Recently, we got a request to create an analytics dashboard for the application’s data we have. The data was stored within PostgreSQL and our initial idea was to build queries that would drive these dashboards.
Soon after we started working on this, we realized that this approach might not be the most ideal one. We ended up creating special tables to drive analytics, installing plugins to support spatial queries, and writing really complex queries that were not fast enough. Alternatively, we even had to write multiple queries in order to support a single metric.
Our second approach was to build analytics periodically, but this isn’t real-time or near real-time so we didn’t go with it.
Finally, after some research, we realized that Elasticsearch could help us achieve real-time analytics.
Elasticsearch, Search and Aggregations
What is Elasticsearch?
Elasticsearch is an open-source, RESTful, distributed search and analytics engine built on Apache Lucene.
Integration to Elasticsearch is done through easy-to-use REST API.
Elasticsearch stores data as JSON documents, where documents are stored within an index. Subsequently, we can define an index as a collection of documents.
If we compare this to the SQL world, we can say that an index is to Elasticsearch what a table is to a SQL database, and a document is to an index what a record/row is to a SQL table.
Elasticsearch is schemaless, meaning we can create an index without defining the fields that the documents will have. Elasticsearch will actually, behind the scene, create schema/mapping based on the data in the index.
However, the manual provision of mapping is most desirable as we can also specify what type of analysis we want on each field.
Create index and insert data
As already mentioned, Elasticsearch is exposed via REST API. We can use any HTTP client to communicate with Elasticsearch or Kibana Console which has some nice features as query auto-complete.
In order to create a new index we’ll execute HTTP PUT {es_host}/{name_of_index} by providing settings and/or mapping data in the request body.
Within the settings object, we define index specific settings. An example of these settings would be number_of_shards or number_of_replicas.
Within mapping, we define the schema of our documents.
Note that we don’t need to provide any data in settings/mapping and defaults will be used.
For example:
PUT /users { "settings" : { //we define settings for our index here "number_of_shards" : 1 }, "mappings" : {// schema. We define fields of our documents here "properties" : { "name" : { "type" : "text" }, "date" : { "type" : "date" }, "salary": {"type": "integer"} } } }
In order to insert a document into an index we’ll execute HTTP POST {host}/{name_of_index}/_doc/
For example:
POST users/_doc/ { "name" : "John Doe", "date" : "2009-11-15T14:12:12", "salary": 3000 }
A response, in this case, would look like:
{ "_index" : "audit", "_type" : "_doc", "_id" : "mNMGS20B_e9lX4DjI5XZ", //This is id of record we created "_version" : 1, "result" : "created", }
By default, elastic will create a random ID for each document but we can also provide an ID for each record by adding {id} into the request: HTTP POST {host}/{name_of_index}/_doc/{id}
So, what is the key to getting analytics data from Elasticsearch?
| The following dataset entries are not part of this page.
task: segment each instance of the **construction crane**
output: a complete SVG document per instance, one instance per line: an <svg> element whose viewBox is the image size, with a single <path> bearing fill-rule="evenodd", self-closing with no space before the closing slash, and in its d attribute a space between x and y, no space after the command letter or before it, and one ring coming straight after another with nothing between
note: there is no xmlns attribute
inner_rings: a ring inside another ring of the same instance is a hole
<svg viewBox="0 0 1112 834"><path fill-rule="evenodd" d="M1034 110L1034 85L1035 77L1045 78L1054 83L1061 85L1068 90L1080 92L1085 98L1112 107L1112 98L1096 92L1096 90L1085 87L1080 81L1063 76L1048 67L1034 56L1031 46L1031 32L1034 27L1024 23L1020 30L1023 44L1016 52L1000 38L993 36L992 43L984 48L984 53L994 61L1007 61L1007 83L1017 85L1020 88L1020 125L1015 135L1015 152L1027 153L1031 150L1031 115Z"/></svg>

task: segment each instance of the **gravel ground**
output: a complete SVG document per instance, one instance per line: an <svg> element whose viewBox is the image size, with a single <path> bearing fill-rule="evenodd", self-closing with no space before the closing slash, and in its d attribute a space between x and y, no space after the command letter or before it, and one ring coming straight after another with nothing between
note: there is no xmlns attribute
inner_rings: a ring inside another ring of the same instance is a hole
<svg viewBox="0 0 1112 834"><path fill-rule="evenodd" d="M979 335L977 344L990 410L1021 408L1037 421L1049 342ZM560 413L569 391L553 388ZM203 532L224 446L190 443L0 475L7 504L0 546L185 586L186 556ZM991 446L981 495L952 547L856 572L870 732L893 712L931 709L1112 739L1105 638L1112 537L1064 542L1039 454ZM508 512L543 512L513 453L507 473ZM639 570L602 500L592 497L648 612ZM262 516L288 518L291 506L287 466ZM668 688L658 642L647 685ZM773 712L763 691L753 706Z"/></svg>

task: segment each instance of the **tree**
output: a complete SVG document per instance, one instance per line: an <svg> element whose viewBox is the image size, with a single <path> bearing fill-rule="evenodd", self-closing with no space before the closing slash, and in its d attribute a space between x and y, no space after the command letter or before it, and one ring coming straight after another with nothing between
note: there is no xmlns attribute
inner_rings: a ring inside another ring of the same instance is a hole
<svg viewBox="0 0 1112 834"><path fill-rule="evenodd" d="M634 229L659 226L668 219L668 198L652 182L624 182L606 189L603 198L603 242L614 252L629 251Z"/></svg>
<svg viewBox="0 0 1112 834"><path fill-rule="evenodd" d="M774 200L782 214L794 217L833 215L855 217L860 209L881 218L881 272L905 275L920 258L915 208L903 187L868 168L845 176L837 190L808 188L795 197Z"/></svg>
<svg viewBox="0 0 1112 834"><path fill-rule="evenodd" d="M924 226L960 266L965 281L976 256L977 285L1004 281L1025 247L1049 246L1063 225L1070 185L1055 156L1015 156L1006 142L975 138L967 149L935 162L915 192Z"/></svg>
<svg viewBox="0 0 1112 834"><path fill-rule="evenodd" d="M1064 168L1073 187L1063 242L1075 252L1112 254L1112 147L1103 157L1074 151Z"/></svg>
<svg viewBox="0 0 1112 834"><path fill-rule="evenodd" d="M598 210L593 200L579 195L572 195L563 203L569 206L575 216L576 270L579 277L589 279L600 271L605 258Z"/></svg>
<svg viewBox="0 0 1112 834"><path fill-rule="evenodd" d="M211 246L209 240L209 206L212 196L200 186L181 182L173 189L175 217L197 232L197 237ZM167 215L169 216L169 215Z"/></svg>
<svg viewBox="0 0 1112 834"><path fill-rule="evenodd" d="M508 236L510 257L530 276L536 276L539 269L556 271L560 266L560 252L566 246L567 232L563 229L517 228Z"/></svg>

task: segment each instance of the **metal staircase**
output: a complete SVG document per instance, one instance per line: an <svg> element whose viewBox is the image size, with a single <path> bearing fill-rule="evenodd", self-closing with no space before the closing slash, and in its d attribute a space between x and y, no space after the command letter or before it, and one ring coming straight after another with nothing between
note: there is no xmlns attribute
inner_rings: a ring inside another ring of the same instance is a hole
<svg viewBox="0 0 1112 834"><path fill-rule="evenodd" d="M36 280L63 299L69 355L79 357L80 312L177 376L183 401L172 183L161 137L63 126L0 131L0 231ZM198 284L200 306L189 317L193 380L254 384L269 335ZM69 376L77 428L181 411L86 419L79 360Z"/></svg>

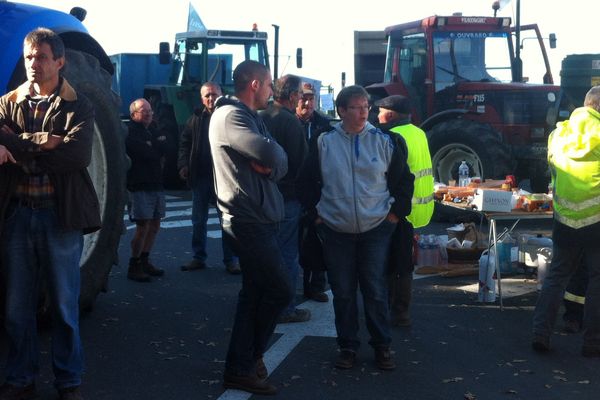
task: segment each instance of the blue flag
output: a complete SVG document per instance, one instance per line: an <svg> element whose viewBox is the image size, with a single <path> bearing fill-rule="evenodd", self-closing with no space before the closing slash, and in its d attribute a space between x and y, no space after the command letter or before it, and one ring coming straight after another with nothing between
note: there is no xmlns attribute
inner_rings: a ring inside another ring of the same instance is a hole
<svg viewBox="0 0 600 400"><path fill-rule="evenodd" d="M200 19L200 16L196 12L196 9L189 3L189 12L188 12L188 32L201 32L206 30L206 26Z"/></svg>

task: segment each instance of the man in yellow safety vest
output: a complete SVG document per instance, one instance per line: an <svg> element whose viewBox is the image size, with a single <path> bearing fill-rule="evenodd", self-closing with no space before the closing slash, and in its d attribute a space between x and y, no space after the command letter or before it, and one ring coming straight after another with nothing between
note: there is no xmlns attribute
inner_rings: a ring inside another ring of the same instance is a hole
<svg viewBox="0 0 600 400"><path fill-rule="evenodd" d="M415 176L411 213L398 223L392 236L389 261L389 302L394 326L410 326L414 228L429 224L433 214L433 175L425 132L410 123L410 103L404 96L388 96L375 102L382 129L404 139L408 167Z"/></svg>
<svg viewBox="0 0 600 400"><path fill-rule="evenodd" d="M583 104L548 138L554 178L553 257L535 307L531 345L538 352L550 350L564 290L583 255L589 280L581 354L600 357L600 86L588 91Z"/></svg>

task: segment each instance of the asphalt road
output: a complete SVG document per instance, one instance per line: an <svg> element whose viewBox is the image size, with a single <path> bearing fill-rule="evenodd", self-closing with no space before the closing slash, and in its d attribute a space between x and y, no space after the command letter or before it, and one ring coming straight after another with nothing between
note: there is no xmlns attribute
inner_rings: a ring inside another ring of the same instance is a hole
<svg viewBox="0 0 600 400"><path fill-rule="evenodd" d="M151 256L165 268L165 276L146 284L126 279L133 232L128 229L121 242L121 266L113 269L108 292L100 294L93 311L82 317L86 358L82 392L87 399L250 398L221 386L240 277L223 268L216 225L211 225L210 268L179 270L191 257L190 205L186 193L172 194ZM426 232L441 234L449 225L434 223ZM547 223L520 225L522 230L548 228ZM555 335L554 350L547 355L530 350L535 284L515 278L533 289L505 298L500 311L497 304L478 303L476 293L464 289L476 279L436 275L415 280L413 326L393 331L398 368L392 372L375 368L364 320L357 365L349 371L336 370L331 302L306 302L302 307L312 310L312 320L278 326L265 356L270 379L280 388L274 398L598 398L600 360L580 356L580 335ZM38 389L42 400L54 399L50 338L47 332L41 336ZM2 374L0 369L0 378Z"/></svg>

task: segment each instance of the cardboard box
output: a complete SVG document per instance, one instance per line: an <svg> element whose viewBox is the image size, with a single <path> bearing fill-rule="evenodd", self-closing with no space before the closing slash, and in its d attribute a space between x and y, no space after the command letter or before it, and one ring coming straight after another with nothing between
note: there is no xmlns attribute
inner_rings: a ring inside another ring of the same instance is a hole
<svg viewBox="0 0 600 400"><path fill-rule="evenodd" d="M477 189L473 205L479 211L510 212L512 192L505 190Z"/></svg>

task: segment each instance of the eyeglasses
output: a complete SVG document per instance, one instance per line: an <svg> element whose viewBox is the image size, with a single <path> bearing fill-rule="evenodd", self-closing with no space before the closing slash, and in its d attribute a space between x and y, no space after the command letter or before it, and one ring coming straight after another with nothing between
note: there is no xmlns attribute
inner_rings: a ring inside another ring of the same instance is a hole
<svg viewBox="0 0 600 400"><path fill-rule="evenodd" d="M369 112L371 110L371 106L349 106L347 107L348 110L352 110L352 111L365 111L365 112Z"/></svg>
Well, it’s all about Search and Aggregations. First, we’ll use query to filter out only data we care about, and then we’ll use aggregations to collect that data into meaningful analytics.
Querying Elasticsearch
Elasticsearch provides JSON based on DSL to define queries.
To compare with SQL, this SQL query:
SELECT sum(salary) FROM users WHERE name = "Jon" LIMIT 10;
in Elasticsearch will look like:
GET users/_search { "size": 10, "query" : { "bool": { "must": [ { "match": { "name": "Jon" } } ] } }, "aggs": { "SalarySum": { "sum": { "field": "salary" } } } }
Key parts of Elasticsearch DSL would be query and aggs.
Query
Within query, in Elasticsearch search request we define the data we want to fetch. To compare with SQL, this would be a place where we put all our conditions like name = ‘Jon’ or age BETWEEN 10 AND 30…
Aggs
This is the place where we define our aggregations.
Elasticsearch has a large spectrum of aggregate functions which make it easy to get all kinds of different analytics from the data set. Full documentation on Aggregations can be found on this link.
The best part is that due to the powerful search and flexibility of aggregations, we can use Elasticsearch to build an awesome analytics engine.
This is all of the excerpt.